# Zara-Leoni joins Team Gaspari.....



## Guest (Oct 20, 2008)

Dunno what to say about it so I'll just post the link....

Kinda blown away by who else am on here with lol!!

Gallery photos will be added soon...

Gaspari Nutrition


----------



## LeeB (Oct 5, 2011)

excellent stuff zara!!! magazine ads here you come!!


----------



## Guest (Oct 21, 2008)

Thank you Lee 

I seriously need to do well next year to follow this up... no messing lol. (no pressure either.... oooffftt!!)

Theres a popular local show in scotland the week before the NABBA but its the same weekend as the FAME expo.... am thinking the FAME thing might be a better option....


----------



## LeeB (Oct 5, 2011)

well if your planning on doing the nabba... might as well compete against some different people the week before at the fame rather than the same people that would be doing nabba? makes it more interesting that way!


----------



## Guest (Oct 22, 2008)

Yah that was kinda my thinking......

plus its a totally different kind of show etc etc.... variety is the spice of life and all that hehe...

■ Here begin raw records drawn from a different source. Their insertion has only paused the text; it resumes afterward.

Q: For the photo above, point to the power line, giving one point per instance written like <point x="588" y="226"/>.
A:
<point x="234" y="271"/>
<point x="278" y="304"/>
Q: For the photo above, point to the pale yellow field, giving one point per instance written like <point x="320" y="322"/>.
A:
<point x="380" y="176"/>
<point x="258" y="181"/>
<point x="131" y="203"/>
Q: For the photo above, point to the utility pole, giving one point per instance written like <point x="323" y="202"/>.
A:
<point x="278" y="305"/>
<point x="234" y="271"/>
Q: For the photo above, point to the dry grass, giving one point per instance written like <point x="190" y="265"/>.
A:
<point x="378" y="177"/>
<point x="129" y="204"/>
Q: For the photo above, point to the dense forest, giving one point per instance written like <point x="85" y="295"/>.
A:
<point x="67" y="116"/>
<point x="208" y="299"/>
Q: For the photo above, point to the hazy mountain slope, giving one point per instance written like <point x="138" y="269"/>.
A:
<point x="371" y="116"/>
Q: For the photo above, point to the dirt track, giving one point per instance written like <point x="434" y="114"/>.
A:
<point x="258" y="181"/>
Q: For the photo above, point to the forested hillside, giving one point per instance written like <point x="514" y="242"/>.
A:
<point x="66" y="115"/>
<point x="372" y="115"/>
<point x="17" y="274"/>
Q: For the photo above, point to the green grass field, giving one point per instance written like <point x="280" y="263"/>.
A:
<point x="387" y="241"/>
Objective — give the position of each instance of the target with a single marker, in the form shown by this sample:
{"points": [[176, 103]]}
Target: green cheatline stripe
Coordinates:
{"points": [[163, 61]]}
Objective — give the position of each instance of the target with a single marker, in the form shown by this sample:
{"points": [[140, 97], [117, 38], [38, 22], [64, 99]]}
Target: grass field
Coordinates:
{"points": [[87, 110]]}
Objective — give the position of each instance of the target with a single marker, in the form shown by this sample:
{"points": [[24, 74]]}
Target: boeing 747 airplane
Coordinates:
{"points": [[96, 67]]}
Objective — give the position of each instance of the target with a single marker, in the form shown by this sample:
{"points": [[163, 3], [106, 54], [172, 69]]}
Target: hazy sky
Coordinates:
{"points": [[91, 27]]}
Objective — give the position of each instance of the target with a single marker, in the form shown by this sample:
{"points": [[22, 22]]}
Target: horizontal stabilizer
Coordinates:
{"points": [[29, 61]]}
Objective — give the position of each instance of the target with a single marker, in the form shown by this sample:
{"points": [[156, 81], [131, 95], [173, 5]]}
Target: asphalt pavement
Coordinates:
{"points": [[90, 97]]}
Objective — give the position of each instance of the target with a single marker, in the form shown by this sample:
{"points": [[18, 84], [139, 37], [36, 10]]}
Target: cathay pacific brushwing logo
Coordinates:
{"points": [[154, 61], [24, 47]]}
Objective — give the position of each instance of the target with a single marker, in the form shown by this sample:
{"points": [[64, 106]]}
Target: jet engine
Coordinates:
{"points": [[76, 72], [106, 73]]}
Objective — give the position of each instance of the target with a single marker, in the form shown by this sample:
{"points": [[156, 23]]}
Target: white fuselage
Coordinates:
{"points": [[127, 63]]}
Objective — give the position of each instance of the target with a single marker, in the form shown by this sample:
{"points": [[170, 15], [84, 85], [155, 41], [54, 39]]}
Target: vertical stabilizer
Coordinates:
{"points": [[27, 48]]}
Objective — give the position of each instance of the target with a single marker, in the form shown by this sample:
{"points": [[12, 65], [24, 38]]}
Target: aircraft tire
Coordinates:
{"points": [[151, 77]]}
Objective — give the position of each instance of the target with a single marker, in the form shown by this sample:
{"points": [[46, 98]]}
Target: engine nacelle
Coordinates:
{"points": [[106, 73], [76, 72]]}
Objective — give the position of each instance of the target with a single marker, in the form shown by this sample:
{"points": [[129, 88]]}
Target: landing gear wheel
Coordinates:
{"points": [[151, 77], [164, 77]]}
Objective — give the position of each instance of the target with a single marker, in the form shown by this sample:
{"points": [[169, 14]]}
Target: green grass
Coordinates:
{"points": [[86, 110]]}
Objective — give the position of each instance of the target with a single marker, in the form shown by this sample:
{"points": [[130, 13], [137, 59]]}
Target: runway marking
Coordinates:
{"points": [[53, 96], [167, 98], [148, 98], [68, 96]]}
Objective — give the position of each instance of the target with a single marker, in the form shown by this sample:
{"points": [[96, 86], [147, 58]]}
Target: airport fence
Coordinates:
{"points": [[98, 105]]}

Be good to get out of scotland too.... better dust the passport off hehe

EDIT: jst read the rules its a tested show.... lol


----------



## crazycal1 (Sep 21, 2005)

hehe youre top of the list of profiles too!

coolio!

great bod and hot too! :becky:


----------



## Guest (Oct 22, 2008)

I dunno if that might be just because I'm the most recent one lol


----------